La Musica? E’ stata una scelta abbastanza naturale. Anzi, direi che non si è trattato proprio di una scelta, la musica era parte della famiglia, un componente aggiunto. I miei primi ricordi d’infanzia sono infatti contrassegnati dalla presenza dalla musica: una chitarra, una tastiera, uno stereo, mio padre che suona e mia madre che canticchia. All’età di 11 anni, un rapido saluto agli amici delle elementari ed ero già sul primo autobus per Monopoli, città che ospita il Conservatorio al quale mio padre mi iscrisse e dove ho studiato per dieci lunghi anni diplomandomi in Organo. Era solo l’inizio. Ma anche quando a 21 anni pensavo di non poter vivere una vita di poche soddisfazioni e molte rinunce e sacrifici di ogni genere, sono andato avanti, semplicemente perché per me la Musica era e continua ad essere una ragione di vita imprescindibile. Le note sono sette, ma la musica è in grado di offrirci molto di più. Come qualsiasi espressione artistica, la musica affina la ragione, la musica educa, la musica combatte l’odio. Io sono stato
fortunato ad averla conosciuta sin dai primi anni di vita, ma non è assolutamente una condizione esclusiva. La musica è ad accesso limitato e a disposizione di tutti.
Il pianoforte … perché?
Studiandolo, durante il corso di Organo e in seguito per la crescente passione nei confronti del jazz, ho immediatamente provato un tale trasporto verso questo strumento che deciso di approfondire lasciando che diventasse così il mio strumento d’espressione artistica. Stimo molto chi si esibisce in recital pianistici di repertorio classico e di jazz: il pianoforte diventa quasi un prolungamento di te stesso, della tua anima.
Il jazz … perché?
Continuo ad ascoltare musica sinfonica, adoro la musica organistica, soprattutto Bach e la scuola organistica francese tardo romantica. Lo stesso vale per alcuni dei miei cantautori preferiti come Fabrizio De Andrè, Paolo Conte, Vinicio Capossela e Gianmaria Testa recentemente scomparso. Il jazz? Il jazz, nella sua accezione più ampia, contiene tutto il mio amore per la musica. Non ho mai avvertito l’urgenza di pensare al Jazz come un genere a sè. Il jazz per me è tutto quello che ascolto, tutto quello che ho voglia di comunicare, componendo o improvvisando. E poi, lo studio dei grandi compositori e improvvisatori afroamericani mi ha arricchito di mezzi interpretativi incredibili. La vera magia di questa autorevolissima cultura musicale è la capacità di rinnovarsi, di confondersi, di fissarsi in strutture e di liberarsene al tempo stesso. E’ stata capace di assorbire il tempo, le storie degli uomini, le tendenze artistiche e di farne qualcosa senza paragoni. Jazz bianco o nero, afro o europeo, che senso ha oggi discuterne in questi termini? E’ musica.

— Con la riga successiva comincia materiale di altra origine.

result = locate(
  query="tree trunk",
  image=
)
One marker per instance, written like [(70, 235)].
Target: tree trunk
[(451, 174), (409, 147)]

Suonare dal vivo … perché?
Le diverse condizioni sociali, la tecnologia e le difficoltà oggettive del settore musicale, hanno alterato pesantemente il significato che l’esecuzione dal vivo ha avuto nella storia della musica. Prima della nascita dell’incisione, della radio e della televisione il concerto era l’unica possibilità che i compositori avevano per presentare la loro musica ad un pubblico esigentissimo che viveva con stupore quel momento unico e irripetibile. Suonare dal vivo, per me, è un impulso incontrollabile, un voler dire più che un voler esserci.